Por Edgar Aristimunho*

A capacidade de uma obra literária em garantir ao leitor o prazer do texto é algo tão raro como subjetivo. Muitos são os caminhos que podem levar a um livro: um título, a carreira de um autor, alguma referência, uma resenha. Quando nos deparamos com uma obra desconhecida de um autor, e ele próprio um tanto quanto pouco conhecido, a dúvida nos abate: valerá a pena tal leitura? Optar pela leitura de um livro como As vozes do sótão (Cosac Naify, 2009, 144 pg.) do escritor paulistano Paulo Rodrigues é como ouvir as vozes de um lugar distante, que nos vem lá do alto, de cima: a polifonia e multiplicidade cultural da boa literatura.

A motivação do leitor para encarar essa obra única dentro da literatura brasileira talvez não esteja naquilo que acontece ao longo do livro. As vozes do sótão não é exatamente uma obra de grandes feitos ou de narrativas longas, histórias paralelas, personagens recheados de nuances. Não. Definitivamente esta é uma pequena obra intimista sobre a memória. Esse é um livro sobre as vozes que por vezes escutamos e que nos guiam, seja para as grandes ações, seja para o vazio sem sentido e sem razão que se nos apresenta a vida. O relato se divide em duas partes. Na primeira, chamada “Estrume”, conta a história de Damiano/Guido, sujeito que vive atormentado por suas memórias, pressionado pela família e que um certo dia decide morar no sótão. De lá ele houve vozes. Conversa com elas. Faz confissões. É a quem ele pede apoio (e por vezes se sente abandonado). De lá também é que sua memória vai aos poucos se confundindo com os seus atos e gestos, levando-o a ações impensadas e de grandes ressentimentos. Damiano é um incompreendido no mundo em que criou ao seu redor. Por isso ele foge. A segunda parte, intitulada “Calle Mercedes”, conta essa fuga sem aparente explicação para Montevidéu, onde, já usando um outro nome (Guido) e morando em uma pensão recheada das mesmas situações vividas, ele conhece pessoas que irão compor, aos seus olhos e percepção, os mesmos impasses vividos no seio de sua família – a mesma que lhe chamava de Estrume. Tanto aqui como lá, Damiano, ou nessa parte do relato, Guido, foge de si mesmo, cabendo ao leitor, pouco a pouco, desprender do texto o complexo painel lírico e fabuloso sobre as relações humanas a partir da imaginação desse sujeito.

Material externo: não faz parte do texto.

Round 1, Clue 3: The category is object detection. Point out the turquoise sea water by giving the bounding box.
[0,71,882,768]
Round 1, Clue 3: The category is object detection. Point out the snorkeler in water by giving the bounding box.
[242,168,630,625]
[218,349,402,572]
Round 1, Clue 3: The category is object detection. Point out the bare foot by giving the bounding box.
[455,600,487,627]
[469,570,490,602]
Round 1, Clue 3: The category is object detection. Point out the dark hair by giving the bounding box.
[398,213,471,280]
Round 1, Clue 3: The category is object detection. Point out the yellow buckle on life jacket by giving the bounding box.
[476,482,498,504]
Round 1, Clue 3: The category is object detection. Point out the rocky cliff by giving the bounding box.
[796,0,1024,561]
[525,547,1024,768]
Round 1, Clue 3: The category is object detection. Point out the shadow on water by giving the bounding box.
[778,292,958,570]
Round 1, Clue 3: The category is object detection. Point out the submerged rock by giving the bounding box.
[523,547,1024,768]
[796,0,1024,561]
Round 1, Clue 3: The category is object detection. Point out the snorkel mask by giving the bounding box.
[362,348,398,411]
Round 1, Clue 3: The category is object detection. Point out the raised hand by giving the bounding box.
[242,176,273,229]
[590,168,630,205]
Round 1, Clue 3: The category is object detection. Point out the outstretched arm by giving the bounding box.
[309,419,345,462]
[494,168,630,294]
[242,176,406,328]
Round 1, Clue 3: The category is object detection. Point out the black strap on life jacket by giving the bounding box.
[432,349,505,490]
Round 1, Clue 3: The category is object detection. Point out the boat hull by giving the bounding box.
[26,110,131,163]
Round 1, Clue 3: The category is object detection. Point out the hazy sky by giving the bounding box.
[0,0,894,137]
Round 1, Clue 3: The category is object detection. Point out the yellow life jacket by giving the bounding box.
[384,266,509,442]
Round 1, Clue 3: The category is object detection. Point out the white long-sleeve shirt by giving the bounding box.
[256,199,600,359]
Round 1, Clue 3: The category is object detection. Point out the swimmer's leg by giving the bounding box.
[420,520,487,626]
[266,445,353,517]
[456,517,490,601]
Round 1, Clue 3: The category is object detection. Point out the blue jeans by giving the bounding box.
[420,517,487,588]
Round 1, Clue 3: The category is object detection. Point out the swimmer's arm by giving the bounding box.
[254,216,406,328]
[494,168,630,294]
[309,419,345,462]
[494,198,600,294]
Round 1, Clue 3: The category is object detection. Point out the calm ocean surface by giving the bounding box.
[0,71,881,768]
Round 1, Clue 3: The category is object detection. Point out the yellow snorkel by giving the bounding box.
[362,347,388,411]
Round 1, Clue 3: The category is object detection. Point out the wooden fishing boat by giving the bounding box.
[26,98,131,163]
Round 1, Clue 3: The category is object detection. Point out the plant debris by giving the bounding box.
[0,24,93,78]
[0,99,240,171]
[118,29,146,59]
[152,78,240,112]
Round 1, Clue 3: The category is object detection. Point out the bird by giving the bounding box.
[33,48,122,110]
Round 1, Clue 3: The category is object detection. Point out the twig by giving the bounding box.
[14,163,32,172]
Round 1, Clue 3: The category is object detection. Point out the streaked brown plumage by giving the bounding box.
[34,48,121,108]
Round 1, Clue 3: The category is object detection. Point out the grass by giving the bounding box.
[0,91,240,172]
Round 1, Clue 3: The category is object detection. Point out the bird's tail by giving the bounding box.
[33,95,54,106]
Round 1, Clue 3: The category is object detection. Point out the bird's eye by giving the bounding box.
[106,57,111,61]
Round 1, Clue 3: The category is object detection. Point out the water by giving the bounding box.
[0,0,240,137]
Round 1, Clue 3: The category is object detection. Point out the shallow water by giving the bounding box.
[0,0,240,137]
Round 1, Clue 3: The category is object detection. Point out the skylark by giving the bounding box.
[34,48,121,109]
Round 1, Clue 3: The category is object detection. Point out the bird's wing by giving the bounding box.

Paulo Rodrigues protagoniza um caso exemplar: estreou como escritor em 2001, aos 53 anos, ao lançar a novela À Margem da Linha (Crédito: Arquivo)

Escritor de poucos e premiados livros, Paulo Rodrigues recebeu o prêmio de autor revelação 2001 da Associação Paulista de Críticos de Arte pela novela À margem da linha. Elogiado por escritores como o mítico Raduan Nassar e resenhado por cineasta de peso e da competência de um Luiz Fernando Carvalho, é nítida a confluência de sua literatura a esse tipo de escrita forte e densa. Também não é por acaso que Paulo Rodrigues tem na forma de sua escrita a força visceral de um relato ao estilo de Um copo de cólera e Lavoura arcaica, em que o mundo ideal pensado foge do indivíduo que se atormenta com seus atos. A propósito, o mundo primitivo em que seus personagens transitam muito bem poderia evocar a epopeia de uma salvação, mas este jamais é alcançada. Não há redenção. As vozes falam, e nem sempre escutamos.

Em As vozes do sótão, o leitor tem diante de si um mundo em ebulição dentro da cabeça em compasso de transformação; temos um quebra-cabeça multicolorido e disfuncional; uma veia pulsante que troca de ambientação e muda o nome do personagem, mas que ao fim e ao cabo do relato continua ecoando dentro do leitor, como a dizer: era isso mesmo? A literatura de Paulo Rodrigues não é algo que esse leitor possa molhar os dedos e fechar o livro após a última linha. Esta é uma leitura que vai ficar reverberando dentro do imaginário de quem se dispor a encarar essa pequena fera da literatura brasileira.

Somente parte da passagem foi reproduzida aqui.